An examination of a possible connection is important for Michelle DeMartino.

"I think there's not enough awareness out there for COVID patients who have Alzheimer's," she said while talking with University of Kansas Health System doctors.

DeMartino's parents both died from coronavirus.

In a recorded interview with the University of Kansas Health System, she explained her mother was relatively healthy. However, her dad had several health issues - including Alzheimer's.

"He was actually very peaceful when he went to hospice and he passed away on Feb. 9. My entire family was like this is the most peaceful we've ever seen him," DeMartino said.
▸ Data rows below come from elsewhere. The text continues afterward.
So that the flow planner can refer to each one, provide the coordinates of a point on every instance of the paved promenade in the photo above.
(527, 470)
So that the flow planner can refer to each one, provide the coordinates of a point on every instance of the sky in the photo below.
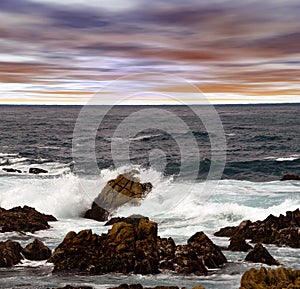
(67, 52)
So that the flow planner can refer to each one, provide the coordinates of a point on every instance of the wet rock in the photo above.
(239, 244)
(126, 188)
(206, 249)
(11, 170)
(37, 171)
(36, 251)
(97, 213)
(73, 287)
(24, 219)
(271, 278)
(186, 261)
(281, 231)
(10, 253)
(127, 247)
(289, 177)
(261, 255)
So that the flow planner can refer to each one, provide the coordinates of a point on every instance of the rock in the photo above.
(37, 171)
(280, 231)
(289, 177)
(271, 278)
(128, 247)
(186, 261)
(10, 253)
(126, 188)
(24, 219)
(239, 244)
(261, 255)
(97, 213)
(206, 249)
(139, 286)
(36, 251)
(11, 170)
(72, 287)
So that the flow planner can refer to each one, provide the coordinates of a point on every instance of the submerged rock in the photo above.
(281, 231)
(37, 171)
(239, 244)
(96, 213)
(127, 247)
(132, 246)
(36, 251)
(11, 170)
(126, 188)
(289, 177)
(261, 255)
(10, 253)
(24, 219)
(271, 278)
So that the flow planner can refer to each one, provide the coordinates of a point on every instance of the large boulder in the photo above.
(289, 177)
(132, 246)
(10, 253)
(280, 231)
(124, 189)
(37, 171)
(261, 255)
(127, 247)
(24, 219)
(36, 251)
(271, 278)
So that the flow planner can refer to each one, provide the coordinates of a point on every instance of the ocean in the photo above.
(261, 145)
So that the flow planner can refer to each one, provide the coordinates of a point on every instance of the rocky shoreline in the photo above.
(132, 244)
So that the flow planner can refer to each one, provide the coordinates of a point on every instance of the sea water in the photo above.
(262, 145)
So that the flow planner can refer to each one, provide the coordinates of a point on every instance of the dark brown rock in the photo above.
(37, 171)
(36, 251)
(24, 219)
(289, 177)
(10, 253)
(281, 231)
(73, 287)
(126, 188)
(206, 249)
(97, 213)
(239, 244)
(127, 247)
(261, 255)
(11, 170)
(271, 278)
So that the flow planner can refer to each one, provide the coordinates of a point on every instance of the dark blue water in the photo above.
(262, 140)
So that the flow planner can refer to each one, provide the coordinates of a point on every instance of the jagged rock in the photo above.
(10, 253)
(127, 247)
(239, 244)
(132, 246)
(11, 170)
(37, 171)
(186, 261)
(139, 286)
(289, 177)
(261, 255)
(271, 279)
(205, 248)
(36, 251)
(126, 188)
(281, 231)
(24, 219)
(73, 287)
(166, 251)
(97, 213)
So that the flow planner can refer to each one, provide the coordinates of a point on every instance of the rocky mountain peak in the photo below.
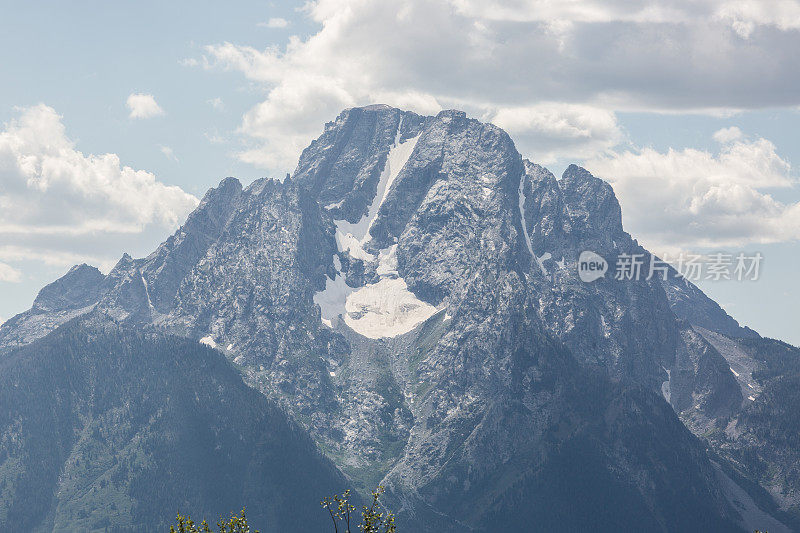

While international researchers investigate what impact COVID-19 has on the brain, Dr. Jeffrey Burns with the University of Kansas Health System said there is information that's already known.

"People with memory problems or in the earliest stages of memory problems, maybe before we detected it, are more vulnerable to confusion related to getting sick," Burns explained. "How does that work, what's the mechanism behind that? It's probably that inflammatory response that getting sick triggers, it creates this sort of impact on the brain where confusion and deliriousness is increased, so people are more vulnerable to that angle of things."

Dr. Burns is the co-director of the KU Alzheimer's Disease Center. He explained late stages of the neurological disease could also leave people vulnerable to dying from coronavirus.

"People have trouble walking, they become bed-bound in the late, late stages of disease, they have trouble swallowing and eating. So yes, there's physical implications from Alzheimer's disease," he said.

Burns added that the pandemic impacted the lives of people living with dementia and Alzheimer's because many patients live in nursing homes, which were hit hard with illness and death during the pandemic.

He also said isolation created from the pandemic could have a psychological impact in speeding up problems with dementia and Alzheimer's in effected patients.